My ancestors have been around for thousands of years. They were in on some of the most amazing events in history. Would you like to—ahem!—ruminate along with me?
  • Abram (later Abraham) had a lot of us.
  • Rebekah watered the camels (using no plastic straws or bottles!), proving she was the right bride for Isaac.
  • Camels were unclean animals, and Jewish people could not eat us. (Whew! Thankful for Old Testament dietary laws.)
  • Jacob set his wives and sons on camels. We're great transportation, you know.
  • Zebah and Zalmunna ornamented their camels with fancy things. Gideon cut the chain ornaments off, because they were of great value.
  • Camels are fast. Four hundred young men on camelback fled and escaped David's army.
  • Camels are the world's first freight trains. The Queen of Sheba went to Solomon with a very great train, with camels that bare spices, and very much gold, and precious stones (from 1 Kings 10:2).
  • In Bible times, the amount of camels one had was a symbol of his wealth. I always knew we were worth a lot.
  • Here's proof there were even camel chariots back then: And he saw a chariot with a couple of horsemen, a chariot of asses, and a chariot of camels (Isaiah 21:7a). Betcha didn't know that one.
  • John the Baptist wore a garment made of camel's hair. 
And, Jesus said two curious things about camels:
  1. It is easier for a camel to go through the eye of a needle, than for a rich man to enter into the kingdom of God. When his disciples heard it, they were exceedingly amazed, saying, Who then can be saved? But Jesus beheld them, and said unto them, With men this is impossible; but with God all things are possible (Matthew 19:24b-26). I'm a camel, but I am thankful God makes it possible for anyone to enter into His kingdom.
  2. Ye blind guides, which strain at a gnat, and swallow a camel (Matthew 23:24). You might want to read this verse in context: Woe unto you, scribes and Pharisees, hypocrites! for ye pay tithe of mint and anise and cummin, and have omitted the weightier matters of the law, judgment, mercy, and faith: these ought ye to have done, and not to leave the other undone. Ye blind guides, which strain at a gnat, and swallow a camel. Woe unto you, scribes and Pharisees, hypocrites! for ye make clean the outside of the cup and of the platter, but within they are full of extortion and excess. Thou blind Pharisee, cleanse first that which is within the cup and platter, that the outside of them may be clean also. Obviously, Jesus wasn't talking about actually swallowing something as big as I am; the gnat and camel were metaphors for something very small and very big. (I was an unclean animal for Jewish Pharisees, you remember.

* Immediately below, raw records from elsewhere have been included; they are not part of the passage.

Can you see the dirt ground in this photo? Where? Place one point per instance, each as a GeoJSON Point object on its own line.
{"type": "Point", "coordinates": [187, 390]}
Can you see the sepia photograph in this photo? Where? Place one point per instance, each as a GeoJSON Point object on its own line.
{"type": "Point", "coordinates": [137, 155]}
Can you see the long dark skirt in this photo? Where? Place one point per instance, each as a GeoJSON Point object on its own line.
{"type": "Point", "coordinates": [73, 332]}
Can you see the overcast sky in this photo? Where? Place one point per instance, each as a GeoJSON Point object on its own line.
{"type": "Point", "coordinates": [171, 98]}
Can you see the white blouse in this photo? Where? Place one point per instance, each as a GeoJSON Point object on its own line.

They wouldn't have been allowed under Jewish Law to eat either me or the gnat.) The lesson here is that they needed a heart change—a clean-up on the inside.
Which leads us back to the plastic straw. Most of the junk in the oceans is bigger than a straw—and most isn't straws at all. (Supposedly, the statistics about plastic straws came from a nine-year-old boy.) So, the clean-up effort, though it can begin with straws, needs to encompass a whole re-think of materials and packaging.

And, most of the junk in people's lives—we call it sin—isn't the stuff we notice most (murder, rape, extorsion, etc.). It's the stuff that we think is "little" (lies, petty theft, porn use, gossip, an iffy movie). Jesus had it right. We desperately need Him to clean up our insides, and then our outsides will be clean. And, the best news of all: anyone can be saved. 

For God so loved the world, that he gave his only begotten Son, 
that whosoever believeth in him should not perish, 
but have everlasting life (John 3:16).